You can add dark, semi sweet or milk chocolate chips. Add nuts if you like too! If you add nuts, it’s best to toast them before folding into the batter. Its going to add an extra layer of flavor instead of just tossing the nuts in from the bag,

Candied Bacon Blondies

Candied Bacon Blondies

Chewy blondies with chocolate chips and crumbled candied bacon
Course Dessert
Servings 16

Ingredients
  

  • 5 slices regular cut bacon
  • 1/4 cup brown sugar (for bacon)
  • 1 3/4 cup brown sugar
  • 12 Tbsp unsalted butter
  • 1/2 cup corn syrup
  • 2 Tbsp Vanilla extract
  • 3 eggs
  • 2 1/4 cup all purpose flour
  • 1/2 tsp baking powder
  • 1 tsp salt
  • 3/4 cup chocolate chips
  • 1/2 cup melted chocolate
  • Bourbon caramel sauce (see receipe, if desired)

Instructions
 

  • Preheat oven to 375 degrees
  • Line baking sheet with foil and place wire racks on top.
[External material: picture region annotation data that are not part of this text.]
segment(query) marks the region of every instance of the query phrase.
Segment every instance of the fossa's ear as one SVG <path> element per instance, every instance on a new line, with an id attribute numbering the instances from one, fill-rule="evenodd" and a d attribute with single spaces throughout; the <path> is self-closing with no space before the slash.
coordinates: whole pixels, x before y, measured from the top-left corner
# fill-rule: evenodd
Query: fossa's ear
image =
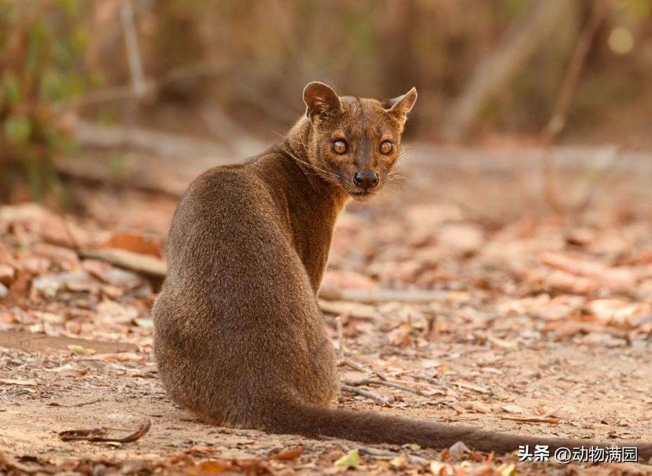
<path id="1" fill-rule="evenodd" d="M 407 113 L 412 111 L 416 102 L 416 88 L 413 88 L 402 96 L 386 99 L 382 102 L 383 107 L 390 114 L 403 121 L 407 118 Z"/>
<path id="2" fill-rule="evenodd" d="M 342 103 L 330 86 L 313 81 L 304 88 L 306 116 L 312 120 L 315 115 L 341 112 Z"/>

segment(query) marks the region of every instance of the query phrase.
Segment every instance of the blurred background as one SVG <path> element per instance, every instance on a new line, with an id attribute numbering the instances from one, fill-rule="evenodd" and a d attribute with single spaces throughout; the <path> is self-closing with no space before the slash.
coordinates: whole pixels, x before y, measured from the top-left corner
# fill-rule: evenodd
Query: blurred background
<path id="1" fill-rule="evenodd" d="M 651 0 L 0 0 L 0 200 L 73 206 L 71 180 L 177 195 L 278 140 L 315 80 L 416 86 L 407 139 L 433 161 L 644 151 L 651 79 Z"/>

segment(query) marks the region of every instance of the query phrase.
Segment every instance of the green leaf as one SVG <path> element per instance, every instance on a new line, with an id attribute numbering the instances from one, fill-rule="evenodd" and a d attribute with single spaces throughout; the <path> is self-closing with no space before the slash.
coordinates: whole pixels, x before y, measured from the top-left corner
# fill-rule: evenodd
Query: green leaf
<path id="1" fill-rule="evenodd" d="M 32 132 L 32 125 L 27 118 L 12 116 L 4 121 L 4 134 L 10 142 L 25 144 Z"/>
<path id="2" fill-rule="evenodd" d="M 2 90 L 8 104 L 18 104 L 20 102 L 20 83 L 11 73 L 8 73 L 2 78 Z"/>
<path id="3" fill-rule="evenodd" d="M 59 8 L 64 10 L 70 20 L 74 20 L 79 14 L 79 2 L 78 0 L 59 0 Z"/>
<path id="4" fill-rule="evenodd" d="M 360 463 L 360 454 L 358 452 L 358 448 L 351 450 L 348 453 L 338 459 L 333 464 L 339 468 L 358 468 Z"/>

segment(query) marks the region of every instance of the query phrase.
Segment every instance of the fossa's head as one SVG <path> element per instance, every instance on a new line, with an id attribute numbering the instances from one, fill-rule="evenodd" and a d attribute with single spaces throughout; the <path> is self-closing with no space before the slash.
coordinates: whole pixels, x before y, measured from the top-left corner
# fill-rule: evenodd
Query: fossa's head
<path id="1" fill-rule="evenodd" d="M 311 121 L 308 160 L 325 180 L 365 200 L 386 183 L 398 159 L 401 134 L 416 101 L 414 88 L 386 101 L 339 97 L 322 83 L 304 90 Z"/>

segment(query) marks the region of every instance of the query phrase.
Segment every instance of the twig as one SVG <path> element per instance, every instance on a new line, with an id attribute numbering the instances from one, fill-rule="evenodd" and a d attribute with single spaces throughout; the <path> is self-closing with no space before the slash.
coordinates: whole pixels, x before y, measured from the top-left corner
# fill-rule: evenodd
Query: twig
<path id="1" fill-rule="evenodd" d="M 449 298 L 450 294 L 445 291 L 428 290 L 379 289 L 363 290 L 359 289 L 322 289 L 319 297 L 330 301 L 349 301 L 374 304 L 401 301 L 412 303 L 429 303 L 433 301 L 444 301 Z"/>
<path id="2" fill-rule="evenodd" d="M 355 447 L 355 449 L 358 449 L 360 454 L 368 454 L 370 456 L 376 456 L 376 458 L 382 459 L 394 458 L 400 456 L 400 454 L 397 453 L 396 451 L 390 451 L 386 449 L 378 449 L 376 448 L 369 448 L 369 447 L 359 446 Z M 425 458 L 418 456 L 416 454 L 406 454 L 405 456 L 407 456 L 407 459 L 409 460 L 411 463 L 425 464 L 428 463 L 428 461 Z"/>
<path id="3" fill-rule="evenodd" d="M 120 19 L 127 46 L 127 56 L 129 59 L 129 71 L 131 73 L 131 85 L 134 93 L 142 97 L 146 90 L 142 62 L 138 49 L 138 36 L 134 25 L 134 11 L 131 0 L 122 0 L 120 6 Z"/>
<path id="4" fill-rule="evenodd" d="M 608 11 L 608 2 L 606 0 L 596 0 L 593 2 L 593 9 L 591 15 L 582 30 L 575 50 L 571 57 L 568 69 L 562 82 L 559 95 L 555 104 L 555 108 L 550 120 L 548 121 L 541 134 L 541 141 L 544 147 L 543 153 L 543 187 L 546 200 L 558 212 L 563 212 L 564 206 L 558 200 L 555 190 L 555 166 L 552 162 L 550 148 L 552 142 L 563 130 L 566 125 L 566 118 L 568 115 L 569 108 L 573 99 L 580 78 L 580 74 L 586 61 L 586 57 L 593 39 L 597 33 L 598 28 L 602 24 Z M 590 198 L 585 199 L 578 205 L 573 207 L 576 211 L 585 208 L 590 202 Z"/>
<path id="5" fill-rule="evenodd" d="M 79 250 L 79 254 L 81 258 L 102 260 L 119 267 L 151 277 L 164 278 L 165 276 L 165 262 L 154 256 L 117 248 L 81 249 Z"/>
<path id="6" fill-rule="evenodd" d="M 93 405 L 93 403 L 97 403 L 97 402 L 101 402 L 102 398 L 95 398 L 93 400 L 89 400 L 88 402 L 81 402 L 81 403 L 72 403 L 71 405 L 61 405 L 60 403 L 57 403 L 56 402 L 52 402 L 48 403 L 48 405 L 50 407 L 60 407 L 61 408 L 74 408 L 76 407 L 85 407 L 87 405 Z"/>
<path id="7" fill-rule="evenodd" d="M 344 330 L 342 328 L 342 318 L 338 316 L 335 318 L 335 326 L 337 328 L 337 354 L 340 360 L 344 358 Z"/>
<path id="8" fill-rule="evenodd" d="M 93 430 L 67 430 L 59 433 L 59 438 L 63 441 L 86 440 L 91 442 L 129 443 L 142 438 L 151 427 L 151 421 L 148 418 L 144 423 L 141 424 L 138 429 L 123 438 L 109 438 L 101 436 L 102 430 L 94 428 Z"/>
<path id="9" fill-rule="evenodd" d="M 385 386 L 390 386 L 395 388 L 398 388 L 399 390 L 403 390 L 406 392 L 416 393 L 417 395 L 421 395 L 421 396 L 427 396 L 426 394 L 422 392 L 421 390 L 409 387 L 407 385 L 397 384 L 389 380 L 381 380 L 380 379 L 369 378 L 351 379 L 349 380 L 344 380 L 344 383 L 346 385 L 351 385 L 352 386 L 358 386 L 359 385 L 384 385 Z"/>
<path id="10" fill-rule="evenodd" d="M 351 392 L 352 393 L 357 393 L 358 395 L 362 396 L 363 397 L 370 398 L 376 402 L 378 402 L 381 405 L 386 405 L 389 403 L 389 398 L 387 397 L 383 397 L 382 395 L 379 395 L 378 393 L 370 392 L 368 390 L 364 390 L 362 388 L 358 388 L 358 387 L 351 386 L 350 385 L 346 385 L 346 384 L 342 384 L 341 388 L 344 391 Z"/>

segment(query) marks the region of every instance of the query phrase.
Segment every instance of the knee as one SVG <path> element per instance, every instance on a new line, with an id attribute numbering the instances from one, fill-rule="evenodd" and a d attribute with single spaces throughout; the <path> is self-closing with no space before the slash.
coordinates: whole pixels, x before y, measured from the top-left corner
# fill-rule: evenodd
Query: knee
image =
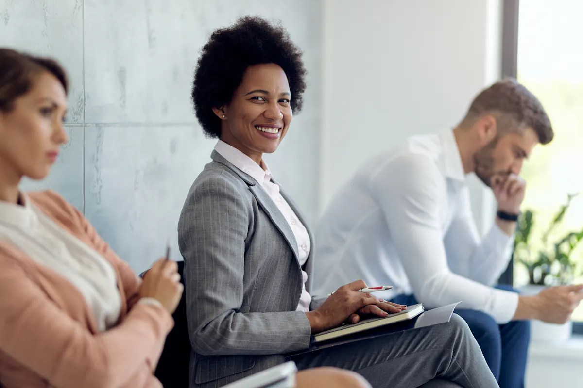
<path id="1" fill-rule="evenodd" d="M 463 315 L 463 318 L 479 343 L 500 343 L 500 327 L 489 314 L 470 311 Z"/>
<path id="2" fill-rule="evenodd" d="M 314 368 L 298 372 L 297 388 L 334 387 L 335 388 L 371 388 L 360 375 L 337 368 Z"/>
<path id="3" fill-rule="evenodd" d="M 510 326 L 510 331 L 512 333 L 513 336 L 523 338 L 526 340 L 530 339 L 530 321 L 512 321 L 507 323 L 506 326 Z"/>

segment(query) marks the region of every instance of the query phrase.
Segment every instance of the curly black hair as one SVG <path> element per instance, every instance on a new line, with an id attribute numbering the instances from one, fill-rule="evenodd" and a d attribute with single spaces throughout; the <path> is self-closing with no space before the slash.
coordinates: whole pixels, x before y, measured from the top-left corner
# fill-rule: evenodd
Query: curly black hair
<path id="1" fill-rule="evenodd" d="M 244 16 L 215 30 L 203 48 L 194 73 L 192 99 L 196 118 L 208 137 L 221 134 L 221 120 L 212 108 L 231 102 L 247 67 L 275 63 L 285 72 L 294 113 L 301 110 L 306 70 L 300 48 L 280 24 Z"/>

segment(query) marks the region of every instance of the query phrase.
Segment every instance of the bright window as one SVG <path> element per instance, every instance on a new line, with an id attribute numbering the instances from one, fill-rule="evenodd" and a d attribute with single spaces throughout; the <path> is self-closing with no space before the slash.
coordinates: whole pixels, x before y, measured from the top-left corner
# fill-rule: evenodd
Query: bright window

Place bacon strips on top of racks and sprinkle with the brown sugar. Bake approx 20 minutes or until crispy. Allow to cool before handling. Once cool, chop.
  • Adjust oven temperature to 350 degrees.
  • In a medium sized sautee pan, add the butter and melt over medium heat. Allow to continue to cook until milk solds begin to brown and there is a nutty aroma. Cool slightly before moving on.
  • In a medium bowl, add the remaining brown sugar, eggs, corn syrup and vanilla. Add the browned butter and whisk until combined well. Allow to rest for at least two minutes and then whisk again.
  • Combine flour, salt and baking powder in a large bowl. Add the browned butter add sugar mixture and combine. Fold in the chocolate chips and 2/3 of the chopped bacon.
  • Make a foil sling using two sheets or rectangular foil for 13 x 9 baking pan. Foil should create handles on all four sides of the pan. Make sure corners are smooth to the pan. Grease foil well.
  • Pour blondie batter in prepared pan and sprinkle with remaining chopped bacon.
  • Bake approx 35 minutes, checking for firmness. Top will be dark brown and slightly puffed and will settle as they cool. Pick inserted should come out clean with crumbs attached.
  • Allow to cool completely before removing from pan, approx 2 hours.
  • Place on cutting board and trim off edges, (if desired).
  • Drizzle with melted chocolate and then refridgerate until the chocolate has set before cutting.
  • Top with vanilla ice cream and drizzle with bourbon caramel sauce
Bourbon caramel sauce

Bourbon Caramel Sauce

Rich creamy caramel sauce, spiked with bourbon
Course Dessert
Servings 8

Ingredients
  

  • 2 cups white sugar
  • ½ cup water
  • 1 Tbsp corn syrup
  • 1 cup heavy cream
  • ½ cup bourbon

Instructions
 

  • In heavy bottom sauce pan, add water and sugar and cook over med high heat.
  • Do not stir expect to combine ingredients.
  • Cook approx 5-6 minutes or until syrup starts to turn amber in color.
  • Once its a deep amber, remove from the heat and stir in heavy cream, cautiously. Caramel will bubble up. Add bourbon. Stir until combined. (you can use less bourbon if you want. This is a boozy caramel!)
    Return to heat and bring back to a boil for approx one minute. Mixture will be bubbly, but will pop as it cools and moisture escapes. Chill, or allow to cool down to room tempurate before using. Sauce will thicken upon cooling. Can be heated slightly before use.